Unable to reproduce Monkey experiment

thulas / dac-label-noise

Label de-noising for deep learning

58 stars 9 forks source link

Unable to reproduce Monkey experiment #3

Closed RIMcKinley closed 4 years ago

RIMcKinley commented 4 years ago

If I run

python train_dac.py --datadir <path-to-stl10-data> --dataset stl10-c --train_y train_y_downshifted_random_monkeys.bin --nesterov --net_type vggnet -use-gpu --epochs 200 --loss_fn dac_loss --learn_epochs 20 --seed 0

which I believe is the correct command to reproduce the monkey experiment, as documented in the paper, then by about epoch 150 the network is heavily overfitting: almost no abstentions on either train or test, train accuracy of 99 per cent and validation accuracy of about 3%. What should I expect?

thulas commented 4 years ago

@RIMcKinley

If you train long enough, abstention will go to zero -- we discuss this in the paper. So abstention hitting zero at 200 epochs is not surprising. For the random monkeys, best abstention occurs around epoch 75. (I'm working on a feature that will stabilize abstention at a pre-specified rate indefinitely. Hoping to release it soon).

However, the 3% validation accuracy you're seeing indicates a bug somewhere; It should be no worse than about 60%. Can you check the labels on your validation set, and see if they are in the [0,9] range? If I remember the original STL-10 test labels were in the [1,10] range so you would need to downshift those.

RIMcKinley commented 4 years ago

Hi , I checked, and you're right: the command suggested for reproducing the experiment uses downshifted labels for the training data, but not for the testing data. I was able to downshift manually, and it works now.
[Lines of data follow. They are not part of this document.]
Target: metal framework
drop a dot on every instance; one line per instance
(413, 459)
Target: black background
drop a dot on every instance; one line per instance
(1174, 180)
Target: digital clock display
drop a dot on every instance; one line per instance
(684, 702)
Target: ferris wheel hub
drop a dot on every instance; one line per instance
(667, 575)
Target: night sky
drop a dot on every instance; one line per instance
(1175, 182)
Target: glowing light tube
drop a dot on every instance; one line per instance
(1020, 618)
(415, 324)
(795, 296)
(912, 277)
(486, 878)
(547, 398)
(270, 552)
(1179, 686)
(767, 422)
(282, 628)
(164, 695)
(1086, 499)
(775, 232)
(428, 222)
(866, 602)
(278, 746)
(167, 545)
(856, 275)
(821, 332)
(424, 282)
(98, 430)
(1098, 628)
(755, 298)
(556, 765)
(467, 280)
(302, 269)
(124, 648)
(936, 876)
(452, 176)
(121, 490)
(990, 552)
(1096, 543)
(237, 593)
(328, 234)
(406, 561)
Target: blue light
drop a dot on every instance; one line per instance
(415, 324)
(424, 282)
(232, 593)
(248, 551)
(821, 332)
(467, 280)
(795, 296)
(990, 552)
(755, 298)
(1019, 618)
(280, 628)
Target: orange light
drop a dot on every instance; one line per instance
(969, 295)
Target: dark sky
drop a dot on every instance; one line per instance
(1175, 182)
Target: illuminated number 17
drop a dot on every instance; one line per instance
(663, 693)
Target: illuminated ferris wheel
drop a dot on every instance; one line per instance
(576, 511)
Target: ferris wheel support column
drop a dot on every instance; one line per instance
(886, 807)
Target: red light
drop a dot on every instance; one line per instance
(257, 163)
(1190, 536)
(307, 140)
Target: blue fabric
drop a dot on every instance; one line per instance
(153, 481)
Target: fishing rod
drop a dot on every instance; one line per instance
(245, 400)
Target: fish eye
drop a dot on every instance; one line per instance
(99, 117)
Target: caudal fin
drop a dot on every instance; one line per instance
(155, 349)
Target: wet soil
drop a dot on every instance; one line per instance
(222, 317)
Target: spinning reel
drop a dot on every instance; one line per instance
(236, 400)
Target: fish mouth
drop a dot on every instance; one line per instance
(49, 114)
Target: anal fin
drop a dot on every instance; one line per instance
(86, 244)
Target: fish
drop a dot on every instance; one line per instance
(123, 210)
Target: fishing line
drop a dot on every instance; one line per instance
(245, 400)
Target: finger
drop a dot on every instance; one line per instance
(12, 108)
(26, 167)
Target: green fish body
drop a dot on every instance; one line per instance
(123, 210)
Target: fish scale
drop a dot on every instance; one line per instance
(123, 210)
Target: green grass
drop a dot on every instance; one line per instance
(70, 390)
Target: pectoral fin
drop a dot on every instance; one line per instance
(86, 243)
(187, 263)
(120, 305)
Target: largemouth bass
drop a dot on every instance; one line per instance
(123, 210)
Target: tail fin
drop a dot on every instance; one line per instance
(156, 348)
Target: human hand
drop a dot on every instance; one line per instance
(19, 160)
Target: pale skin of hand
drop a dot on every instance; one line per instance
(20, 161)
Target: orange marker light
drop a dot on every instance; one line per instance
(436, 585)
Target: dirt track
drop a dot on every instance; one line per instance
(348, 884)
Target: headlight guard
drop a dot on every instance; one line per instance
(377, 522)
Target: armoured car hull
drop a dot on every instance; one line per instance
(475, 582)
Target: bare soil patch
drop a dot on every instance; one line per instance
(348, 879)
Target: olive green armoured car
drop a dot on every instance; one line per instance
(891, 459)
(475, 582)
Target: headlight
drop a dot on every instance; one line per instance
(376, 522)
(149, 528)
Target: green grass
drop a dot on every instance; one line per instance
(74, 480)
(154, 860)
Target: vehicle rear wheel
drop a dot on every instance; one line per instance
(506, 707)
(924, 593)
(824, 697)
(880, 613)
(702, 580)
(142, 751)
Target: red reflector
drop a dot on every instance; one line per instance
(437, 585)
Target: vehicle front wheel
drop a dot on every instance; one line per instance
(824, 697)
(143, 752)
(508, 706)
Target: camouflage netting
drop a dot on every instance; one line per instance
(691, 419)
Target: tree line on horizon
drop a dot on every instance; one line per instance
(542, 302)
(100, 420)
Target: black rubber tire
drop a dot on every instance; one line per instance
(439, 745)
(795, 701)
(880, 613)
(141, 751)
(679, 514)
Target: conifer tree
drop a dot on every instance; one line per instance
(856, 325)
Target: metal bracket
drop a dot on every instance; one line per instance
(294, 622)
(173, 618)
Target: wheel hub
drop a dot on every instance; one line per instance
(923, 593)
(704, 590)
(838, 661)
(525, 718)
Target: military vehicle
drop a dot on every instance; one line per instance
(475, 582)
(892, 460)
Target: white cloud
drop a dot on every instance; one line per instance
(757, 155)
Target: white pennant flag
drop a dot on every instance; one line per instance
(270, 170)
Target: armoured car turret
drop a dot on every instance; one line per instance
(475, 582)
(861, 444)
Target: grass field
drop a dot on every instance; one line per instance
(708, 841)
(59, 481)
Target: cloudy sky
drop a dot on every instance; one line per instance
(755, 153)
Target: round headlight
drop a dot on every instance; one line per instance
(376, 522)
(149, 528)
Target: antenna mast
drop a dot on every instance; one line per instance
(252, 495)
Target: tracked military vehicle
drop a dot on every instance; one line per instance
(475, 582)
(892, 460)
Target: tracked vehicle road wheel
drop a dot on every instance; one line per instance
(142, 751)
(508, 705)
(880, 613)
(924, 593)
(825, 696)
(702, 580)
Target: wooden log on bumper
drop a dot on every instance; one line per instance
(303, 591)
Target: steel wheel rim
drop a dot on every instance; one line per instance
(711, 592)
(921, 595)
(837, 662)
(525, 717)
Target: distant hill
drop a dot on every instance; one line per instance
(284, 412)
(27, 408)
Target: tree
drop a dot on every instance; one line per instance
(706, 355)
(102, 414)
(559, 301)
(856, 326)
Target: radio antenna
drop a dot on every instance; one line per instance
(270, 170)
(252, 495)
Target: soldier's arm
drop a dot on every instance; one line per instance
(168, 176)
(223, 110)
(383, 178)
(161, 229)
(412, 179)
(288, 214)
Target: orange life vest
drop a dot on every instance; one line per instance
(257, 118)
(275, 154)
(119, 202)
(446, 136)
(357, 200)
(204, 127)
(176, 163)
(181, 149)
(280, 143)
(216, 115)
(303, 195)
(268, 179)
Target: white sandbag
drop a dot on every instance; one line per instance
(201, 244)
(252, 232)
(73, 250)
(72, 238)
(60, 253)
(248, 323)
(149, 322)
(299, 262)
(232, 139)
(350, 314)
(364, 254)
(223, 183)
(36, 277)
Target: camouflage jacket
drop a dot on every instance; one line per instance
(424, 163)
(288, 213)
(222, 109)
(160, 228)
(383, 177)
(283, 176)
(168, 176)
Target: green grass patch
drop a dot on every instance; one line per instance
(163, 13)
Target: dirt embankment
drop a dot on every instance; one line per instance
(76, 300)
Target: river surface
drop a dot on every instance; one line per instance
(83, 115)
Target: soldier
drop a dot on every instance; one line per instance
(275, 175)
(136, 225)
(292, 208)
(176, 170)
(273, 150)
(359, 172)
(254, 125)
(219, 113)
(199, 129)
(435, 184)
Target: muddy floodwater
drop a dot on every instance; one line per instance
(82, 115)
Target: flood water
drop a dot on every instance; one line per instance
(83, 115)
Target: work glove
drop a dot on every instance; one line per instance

For the sake of others who want to reproduce, it would probably be best to either add a downshifted test label binary to the data folder of this repo, or to make a change in the dataloader code.

thulas commented 4 years ago

@RIMcKinley

I'll update the repo with the downshifted labels.

thulas commented 4 years ago

Repo has been updated with the training labels required to reproduce the random monkey experiments.

New updates also include Python 3 support and ability to stabilize abstention behavior to a pre-determined setpoint.